# 🦋 Bluesky Social Justice Data Collection & Analysis
## DFP F25 Social Media Blue Team

This notebook provides an interactive interface for collecting and analyzing social justice data from Bluesky with rich author influence metrics.

**Key Features:**
- ✅ **Real-time data collection** with Bluesky firehose
- ✅ **Author influence metrics** (follower counts, verification status)
- ✅ **Session-based organization** with alltime datasets
- ✅ **2-minute batching** with automatic alltime updates
- ✅ **Rich content analysis** (hashtags, media, emotions)
- ✅ **Secure authentication** from external credentials file

**Social Justice Keywords:**
- Food insecurity
- Housing crisis
- Homelessness
- Unemployment
- Gender inequality


## 🔧 Setup and Dependencies

First, let's import all required libraries and check our setup.


In [None]:
# Import required libraries
import json
import os
import pandas as pd
import matplotlib.pyplot as plt
import seaborn as sns
from datetime import datetime, timezone
from collections import defaultdict, Counter
import re

# Check if atproto is available
try:
    from atproto import Client
    print("✅ atproto library available")
except ImportError:
    print("❌ atproto not found. Install with: pip install atproto")

# Set up plotting
plt.style.use('default')
sns.set_palette("husl")

print("🔧 Setup complete!")


## 📊 Load and Explore Collected Data

Let's examine the social justice data we've collected from Bluesky.


In [None]:
# Load all alltime data for analysis
keywords = ["food_insecurity", "housing", "homeless", "unemployment", "gender_inequality"]
all_data = []
keyword_counts = {}

print("📊 Loading Alltime Data:")
print("=" * 40)

for keyword in keywords:
    alltime_file = f"data/alltime/{keyword}_alltime.jsonl"
    if os.path.exists(alltime_file):
        keyword_posts = []
        with open(alltime_file, 'r') as f:
            for line in f:
                try:
                    post = json.loads(line.strip())
                    all_data.append(post)
                    keyword_posts.append(post)
                except json.JSONDecodeError:
                    continue
        
        keyword_counts[keyword] = len(keyword_posts)
        print(f"✅ {keyword.replace('_', ' ').title()}: {len(keyword_posts):,} posts")
    else:
        keyword_counts[keyword] = 0
        print(f"❌ {keyword.replace('_', ' ').title()}: No data")

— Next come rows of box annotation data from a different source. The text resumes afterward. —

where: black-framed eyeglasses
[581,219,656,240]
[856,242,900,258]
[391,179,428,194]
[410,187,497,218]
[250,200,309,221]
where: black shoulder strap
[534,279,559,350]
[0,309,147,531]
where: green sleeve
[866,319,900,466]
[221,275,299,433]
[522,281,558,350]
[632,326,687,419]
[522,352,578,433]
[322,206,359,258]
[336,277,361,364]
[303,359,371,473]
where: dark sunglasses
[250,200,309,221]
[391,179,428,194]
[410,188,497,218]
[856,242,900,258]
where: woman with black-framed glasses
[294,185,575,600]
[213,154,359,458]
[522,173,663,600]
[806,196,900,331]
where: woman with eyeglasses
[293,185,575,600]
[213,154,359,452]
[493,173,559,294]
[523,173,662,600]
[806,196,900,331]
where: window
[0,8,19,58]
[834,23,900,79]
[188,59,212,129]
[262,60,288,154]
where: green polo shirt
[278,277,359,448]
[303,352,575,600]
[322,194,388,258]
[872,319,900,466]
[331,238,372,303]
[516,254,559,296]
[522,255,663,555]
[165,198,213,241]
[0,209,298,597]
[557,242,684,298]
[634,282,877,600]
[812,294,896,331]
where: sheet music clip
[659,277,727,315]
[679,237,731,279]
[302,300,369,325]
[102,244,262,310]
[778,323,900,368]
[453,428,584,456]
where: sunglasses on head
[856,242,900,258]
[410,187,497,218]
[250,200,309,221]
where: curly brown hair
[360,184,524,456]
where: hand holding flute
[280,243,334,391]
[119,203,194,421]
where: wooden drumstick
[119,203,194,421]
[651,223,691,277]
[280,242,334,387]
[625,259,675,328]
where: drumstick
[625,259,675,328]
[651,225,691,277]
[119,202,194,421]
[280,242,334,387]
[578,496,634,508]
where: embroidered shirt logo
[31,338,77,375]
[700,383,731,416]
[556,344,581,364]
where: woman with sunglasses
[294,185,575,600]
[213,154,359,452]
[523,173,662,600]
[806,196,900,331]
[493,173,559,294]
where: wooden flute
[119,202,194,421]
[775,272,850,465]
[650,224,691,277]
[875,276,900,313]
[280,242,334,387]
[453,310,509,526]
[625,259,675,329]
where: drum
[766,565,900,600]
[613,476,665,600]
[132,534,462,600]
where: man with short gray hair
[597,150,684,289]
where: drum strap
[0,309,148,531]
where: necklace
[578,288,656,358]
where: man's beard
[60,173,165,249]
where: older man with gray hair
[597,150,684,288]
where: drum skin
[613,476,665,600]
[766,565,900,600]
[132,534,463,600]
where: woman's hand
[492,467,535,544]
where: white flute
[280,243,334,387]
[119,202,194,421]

print(f"\n📈 Total Posts Loaded: {len(all_data):,}")

# Convert to DataFrame for analysis
if all_data:
    df = pd.DataFrame(all_data)
    print(f"✅ DataFrame created with {len(df)} rows and {len(df.columns)} columns")
    
    # Show data structure
    print(f"\n🔍 Data Structure:")
    print(f"   Post fields: uri, text, created_at, author_handle")
    print(f"   Author fields: followers_count, influence_score, verified")
    print(f"   Content fields: word_count, hashtags, emotion_score")
    print(f"   Session fields: session_name, collected_at")
else:
    df = pd.DataFrame()
    print("❌ No data available - run collection first")


## 🚀 Data Collection Execution

### Collection Parameters

Set your collection duration below, then run the execution cell.


In [None]:
# 🔧 COLLECTION PARAMETERS - Edit these values
DURATION_SECONDS = 300  # 5 minutes (change to 30, 600, 1200, 1800, 3600 as needed)
SESSION_NAME = "notebook_test"  # Custom session name (optional)

# Duration conversion helper
duration_minutes = DURATION_SECONDS / 60
print(f"📊 Collection Parameters:")
print(f"   Duration: {DURATION_SECONDS} seconds ({duration_minutes:.1f} minutes)")
print(f"   Session: {SESSION_NAME}")
print(f"   Batching: Every 2 minutes (120 seconds)")
print(f"   Output: data/sessions/{SESSION_NAME}/ + data/alltime/")

# Common duration options
print(f"\n⏱️ Common Duration Options:")
print(f"   30 seconds (quick test): DURATION_SECONDS = 30")
print(f"   10 minutes (short): DURATION_SECONDS = 600") 
print(f"   20 minutes (medium): DURATION_SECONDS = 1200")
print(f"   30 minutes (long): DURATION_SECONDS = 1800")
print(f"   60 minutes (extended): DURATION_SECONDS = 3600")


### ▶️ Execute Collection

Run the cell below to start data collection with your parameters.


In [None]:
import subprocess
import time
from datetime import datetime

# Check current alltime data BEFORE collection
print("📊 Current Alltime Data BEFORE Collection:")
print("=" * 50)

keywords = ["food_insecurity", "housing", "homeless", "unemployment", "gender_inequality"]
before_counts = {}

for keyword in keywords:
    alltime_file = f"data/alltime/{keyword}_alltime.jsonl"
    if os.path.exists(alltime_file):
        with open(alltime_file, 'r') as f:
            count = sum(1 for line in f)
        before_counts[keyword] = count
        print(f"   {keyword.replace('_', ' ').title()}: {count} posts")
    else:
        before_counts[keyword] = 0
        print(f"   {keyword.replace('_', ' ').title()}: 0 posts")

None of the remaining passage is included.